Such an approach eliminates the prospect of interfering busybodies, which concerned the primary judge.
In Argos Pty Ltd v Corbell (2014) 254 CLR 394, Hayne and Bell JJ said:
61.The focus of the inquiry required by the words is upon the connection between the decision and interests of the person who claims to be aggrieved. The interests that may be adversely affected by a decision may take any of a variety of forms. They include, but are not confined to, legal rights, privileges, permissions or interests. And the central notion conveyed by the words is that the person claiming to be aggrieved can show that the decision will have an effect on his or her interests which is different from (beyond (84)) its effect on the public at large. Here, the effect was said to be economic.
62.It is inevitable that there will be cases where deciding whether a person’s interests are adversely affected by a decision will require judgments of fact and degree. …
Justice Gageler said:
76.To draw a conclusion that a person meets the statutory description of “a person whose interests are adversely affected” by a decision requires: first, identification of a decision of the designated kind; secondly, examination of the legal or practical operation of that decision; and, thirdly, the making of a judgment that the legal or practical operation of the decision has been to result in an adverse effect on identified interests of the person. The nature of the requisite interests, and the nature and degree of the requisite adverse effect, depend on the statutory context in which the description appears.

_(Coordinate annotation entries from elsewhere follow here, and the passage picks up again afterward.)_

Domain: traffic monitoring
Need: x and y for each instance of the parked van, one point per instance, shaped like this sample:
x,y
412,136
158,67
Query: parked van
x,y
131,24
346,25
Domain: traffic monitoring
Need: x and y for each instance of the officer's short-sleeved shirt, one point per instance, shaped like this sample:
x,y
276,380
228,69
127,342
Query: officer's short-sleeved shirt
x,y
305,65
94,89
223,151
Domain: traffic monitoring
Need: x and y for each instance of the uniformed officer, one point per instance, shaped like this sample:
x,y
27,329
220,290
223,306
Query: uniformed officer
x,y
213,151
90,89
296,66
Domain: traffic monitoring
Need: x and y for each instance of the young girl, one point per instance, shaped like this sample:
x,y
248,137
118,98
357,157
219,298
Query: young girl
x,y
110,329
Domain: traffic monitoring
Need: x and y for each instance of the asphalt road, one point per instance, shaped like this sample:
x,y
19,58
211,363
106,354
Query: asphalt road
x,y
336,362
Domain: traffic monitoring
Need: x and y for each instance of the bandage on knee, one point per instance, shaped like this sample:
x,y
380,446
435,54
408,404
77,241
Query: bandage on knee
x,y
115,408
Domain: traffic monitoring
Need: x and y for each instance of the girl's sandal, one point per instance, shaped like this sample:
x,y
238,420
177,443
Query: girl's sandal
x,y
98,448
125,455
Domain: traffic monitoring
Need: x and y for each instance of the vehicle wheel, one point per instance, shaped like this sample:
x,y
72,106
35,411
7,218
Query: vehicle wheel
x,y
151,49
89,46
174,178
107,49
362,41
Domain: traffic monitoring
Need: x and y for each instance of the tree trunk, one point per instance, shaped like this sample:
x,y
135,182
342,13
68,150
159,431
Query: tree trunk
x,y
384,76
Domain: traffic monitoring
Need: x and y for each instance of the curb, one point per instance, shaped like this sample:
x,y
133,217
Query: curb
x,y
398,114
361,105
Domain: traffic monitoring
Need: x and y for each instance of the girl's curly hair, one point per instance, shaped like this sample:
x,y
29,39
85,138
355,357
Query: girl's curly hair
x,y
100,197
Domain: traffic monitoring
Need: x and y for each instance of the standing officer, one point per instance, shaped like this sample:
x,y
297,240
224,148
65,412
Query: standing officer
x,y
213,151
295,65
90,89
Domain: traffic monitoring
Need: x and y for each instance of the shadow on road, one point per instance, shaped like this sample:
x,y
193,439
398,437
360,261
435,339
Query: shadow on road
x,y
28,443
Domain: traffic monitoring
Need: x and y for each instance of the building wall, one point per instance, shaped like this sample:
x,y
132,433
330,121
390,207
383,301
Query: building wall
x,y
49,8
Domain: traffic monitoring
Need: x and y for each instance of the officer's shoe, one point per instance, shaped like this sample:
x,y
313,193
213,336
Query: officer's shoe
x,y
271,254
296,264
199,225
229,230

We now turn to the relevant statutory context which we have already discussed briefly.
Section 79A provides a set of limited circumstances in which the court may set aside or vary orders made under s 79. The right to apply for such an order is not limited to the parties to the marriage or the proceedings but extends to a person affected by an order made by a court under s 79.
That phrase does not appear in s 79A(2) which instead refers to a “bona fide purchaser” or “other person interested”. However, as the terms of that subsection make clear it is not concerned with who has a right to be heard on an application under s 79A(1A). Rather, the subsection requires the court, when hearing such an application, to have regard to the interests of bona fide purchasers or other interested persons. It is to do so to the extent of making an order proper for their protection.

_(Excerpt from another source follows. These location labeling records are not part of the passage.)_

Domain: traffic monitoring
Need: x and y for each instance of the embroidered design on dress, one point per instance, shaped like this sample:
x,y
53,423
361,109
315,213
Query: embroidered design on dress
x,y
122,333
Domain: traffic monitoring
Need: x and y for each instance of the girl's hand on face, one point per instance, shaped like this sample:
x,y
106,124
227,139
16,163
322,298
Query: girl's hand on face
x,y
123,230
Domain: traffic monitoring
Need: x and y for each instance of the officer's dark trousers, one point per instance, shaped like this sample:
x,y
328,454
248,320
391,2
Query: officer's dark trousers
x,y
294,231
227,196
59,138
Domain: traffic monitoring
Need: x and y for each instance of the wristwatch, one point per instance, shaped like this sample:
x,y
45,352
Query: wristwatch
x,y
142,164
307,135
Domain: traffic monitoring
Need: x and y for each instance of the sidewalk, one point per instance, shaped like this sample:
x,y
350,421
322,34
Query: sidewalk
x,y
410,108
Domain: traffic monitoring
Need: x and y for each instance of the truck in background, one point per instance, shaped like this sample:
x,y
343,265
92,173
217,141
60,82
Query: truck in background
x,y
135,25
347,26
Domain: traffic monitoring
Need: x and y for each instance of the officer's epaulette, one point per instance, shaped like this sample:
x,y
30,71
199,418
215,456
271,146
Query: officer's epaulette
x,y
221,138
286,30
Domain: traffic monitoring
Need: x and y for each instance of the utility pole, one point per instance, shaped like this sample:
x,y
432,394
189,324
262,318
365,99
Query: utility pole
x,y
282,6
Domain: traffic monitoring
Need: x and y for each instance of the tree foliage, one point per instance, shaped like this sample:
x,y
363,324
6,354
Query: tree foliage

Again, obviously enough, persons interested to the degree that they are seeking an order for their protection or likely to seek such an order would be entitled to be heard on an application under s 79A(1A). However, as we have said, persons interested go beyond those who are seeking orders for their protection. Included in those are categories of persons whose interests fall short of a legal right but where that person is affected to a greater degree than a member of the general public.
We return to a creditor, as an example. The s 79 orders may have obliged a party to seek an asset and use the proceeds to discharge a debt. The setting aside of those orders would adversely affect the creditor notwithstanding it acquired no rights under the orders.

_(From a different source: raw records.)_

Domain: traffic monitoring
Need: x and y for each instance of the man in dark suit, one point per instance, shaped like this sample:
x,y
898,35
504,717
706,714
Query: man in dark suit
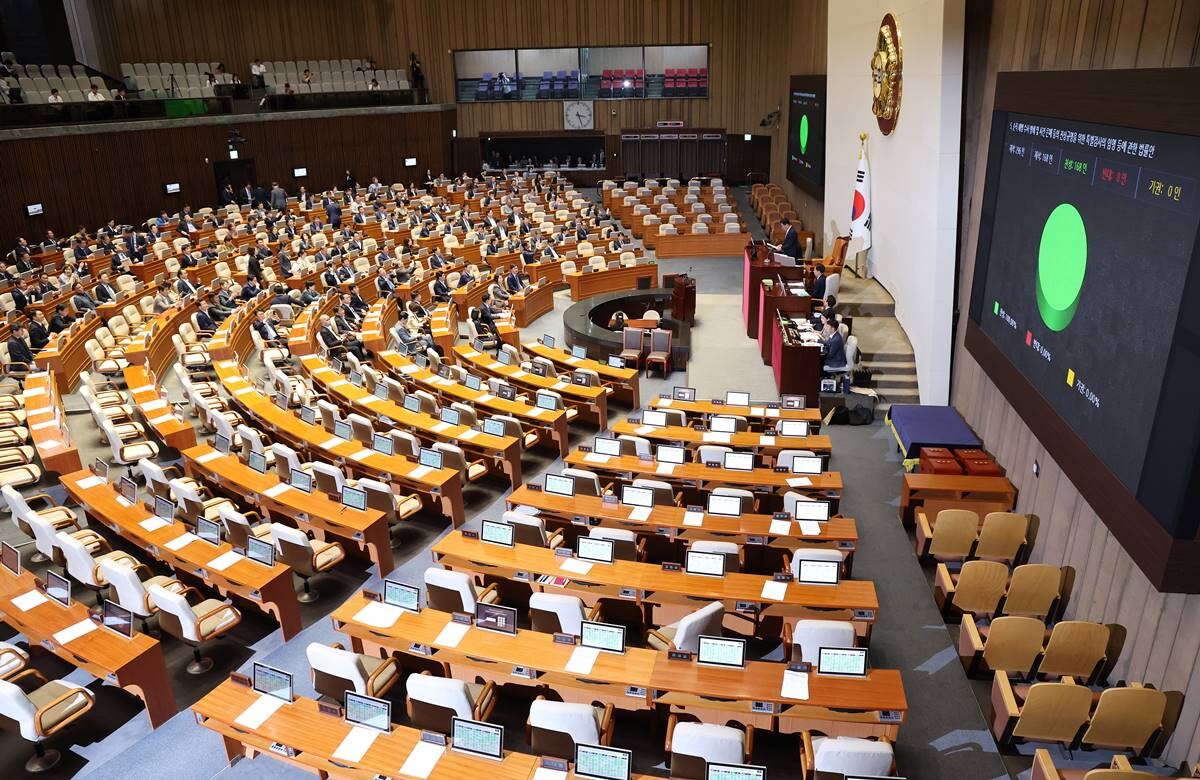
x,y
18,351
790,245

Here the applicants and the wife were involved in a settlement of disputes that went beyond the settlement of a property dispute between deceased husband and wife. Mr Jess Jnr had sued the wife and the deceased in the Supreme Court of Victoria. There, proceedings were resolved by the settlement deed which also resolved the property proceedings and required the making of the consent order for it to continue to operate.
The recitals to the settlement deed referred to the proceedings in the Supreme Court of Victoria in which Mr Jess Jnr sought a declaration that on or about 28 February 2002, the deceased declared that he held his interests in the JRUT in trust for Mr Jess Jnr. The wife appeared in those proceedings and opposed the order sought (Wife’s affidavit filed on 1 April 2022, Annexure “MJ 1”). The recitals added that the parties to the deed wished to resolve all matters in dispute between them, of which the Supreme Court proceedings were but one (Wife’s affidavit filed on 1 April 2022, Annexure “MJ 1”).
The deceased agreed to pay the wife $17 million and transfer some properties with consent orders being made in the Family Court proceedings to that effect (cll 4, 5, 7 and 8). The deceased acknowledged that Mr Jess Jnr was the beneficial owner of the interests in the JRUT (cl 13(a)). Within 14 days of the payment of the sum just described, consent orders were to be made in the Supreme Court discontinuing them. The wife released Mr Jess Jnr from any claim she had against him or may have in the future, based on any fact or circumstance then existing (cl 28).
Many other provisions dealt with other aspects of the financial relations between the parties to the deed.
In short, the agreement resolved all the outstanding issues between all of the parties to the settlement deed which required, as essential elements, the payment referred to above and the making of the consent orders (cl 16).
The settlement deed resolved any dispute as to the ownership of the units in the JRUT held by Mr Jess Jnr. The effect was that the units were not the property of the deceased and not available for division between the spouses in the family law proceedings. The settlement deed and the orders under s 79 also finally resolved the property proceedings and forestalled the possibility of any steps being taken by the wife to have the deceased husband found to be the owner of the units in those proceedings.
The applicants have an interest in maintaining that overall settlement, including the consent orders. Therefore, contrary to the view of the primary judge, we are of the view that the applicants have an interest in whatever orders were or are made between the wife, the executor and the trustees under s 79 of the Act.
The setting aside of the consent orders invites a reconsideration of property settlement orders. Whilst the applicants are not directly involved in those proceedings, the wife has indicated that in them she will seek orders under general principles and under s 106B setting aside the settlement deed and trust deed. If successful, the interests transferred by them would become subject to division between the wife and the estate. This is the very thing they had endeavoured to avoid.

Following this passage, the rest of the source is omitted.